Your work has been recognised for its potential to minimise the number of animals needed in your research area, how large is this reduction?

This depends on the question we want to address. When submitting an application for a study using animals to the authorities for approval, we have to state the number of animals needed. This number is already based on our refined methods, so it is hard to give an exact figure. A simple example to illustrate the reduction could be as follows; if we want to investigate the growth of blood vessels in five mice each week over a period of 4 weeks by a technique that only allows for invasive analytic methods, 20 animals have to be used in total. If the mouse auricle model is utilised, we only need five mice, since we can apply direct non-invasive imaging methods on the same five animals over the entire period. This is a 75% reduction in the number of animals used.

Can you tell us more about how the 3Rs are supported in Germany and how their importance is promoted?

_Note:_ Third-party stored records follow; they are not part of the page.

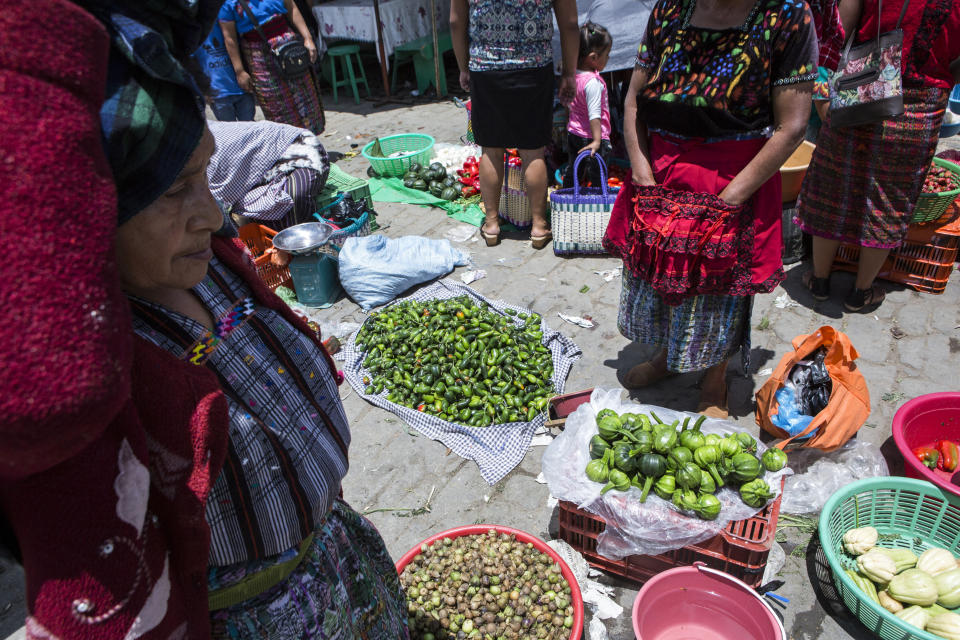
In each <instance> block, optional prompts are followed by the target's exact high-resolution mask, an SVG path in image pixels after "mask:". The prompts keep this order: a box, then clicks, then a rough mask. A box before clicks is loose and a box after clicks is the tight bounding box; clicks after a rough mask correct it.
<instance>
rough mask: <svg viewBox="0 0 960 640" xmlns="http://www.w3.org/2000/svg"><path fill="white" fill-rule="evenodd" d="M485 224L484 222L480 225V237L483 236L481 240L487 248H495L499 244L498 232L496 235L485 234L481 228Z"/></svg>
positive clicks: (498, 237)
mask: <svg viewBox="0 0 960 640" xmlns="http://www.w3.org/2000/svg"><path fill="white" fill-rule="evenodd" d="M486 224H487V223H486V222H484V223H483V224H482V225H480V235H481V236H483V240H484V242H486V243H487V246H488V247H495V246H497V245H498V244H500V232H499V231H497V232H496V233H487V232H486V231H484V230H483V227H484V226H485V225H486Z"/></svg>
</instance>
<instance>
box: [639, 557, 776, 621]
mask: <svg viewBox="0 0 960 640" xmlns="http://www.w3.org/2000/svg"><path fill="white" fill-rule="evenodd" d="M633 632H634V633H635V634H636V636H637V639H638V640H706V639H707V638H709V639H710V640H786V635H785V634H784V631H783V625H782V624H781V622H780V619H779V618H778V617H777V616H776V614H774V613H773V610H772V609H771V608H770V607H769V605H767V604H766V603H765V602H764V601H763V600H762V599H761V598H760V596H759V595H757V592H756V591H754V590H753V589H751V588H750V587H748V586H747V585H746V584H745V583H743V582H741V581H740V580H737V579H736V578H734V577H733V576H731V575H728V574H726V573H723V572H722V571H717V570H716V569H710V568H708V567H706V566H705V565H703V563H697V564H696V565H694V566H692V567H677V568H676V569H670V570H668V571H664V572H663V573H661V574H659V575H656V576H654V577H653V578H651V579H650V580H648V581H647V582H646V584H644V585H643V588H642V589H640V593H638V594H637V599H636V600H634V602H633Z"/></svg>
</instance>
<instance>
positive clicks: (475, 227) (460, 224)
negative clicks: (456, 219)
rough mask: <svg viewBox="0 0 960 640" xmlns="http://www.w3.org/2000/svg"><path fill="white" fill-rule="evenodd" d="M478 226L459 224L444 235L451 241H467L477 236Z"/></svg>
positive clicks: (449, 229) (474, 237)
mask: <svg viewBox="0 0 960 640" xmlns="http://www.w3.org/2000/svg"><path fill="white" fill-rule="evenodd" d="M476 235H477V228H476V227H474V226H473V225H469V224H458V225H457V226H455V227H453V228H452V229H448V230H447V232H446V233H445V234H443V237H444V238H446V239H447V240H450V241H451V242H466V241H467V240H470V239H471V238H476Z"/></svg>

As animal welfare is a relevant political issue in Germany, the 3Rs principles are promoted on several levels. Researchers who apply and advance the 3Rs may receive recognition through prizes awarded by national organisations such as the German Research Foundation, or by the German federal states. Moreover, the Federal Ministry of Education and Research specifically supports research projects dealing with alternative methods to animal testing. At universities, veterinarians assist researchers who plan a project involving animal testing in designing a protocol that reduces animal use and uses methods that reduce animal suffering.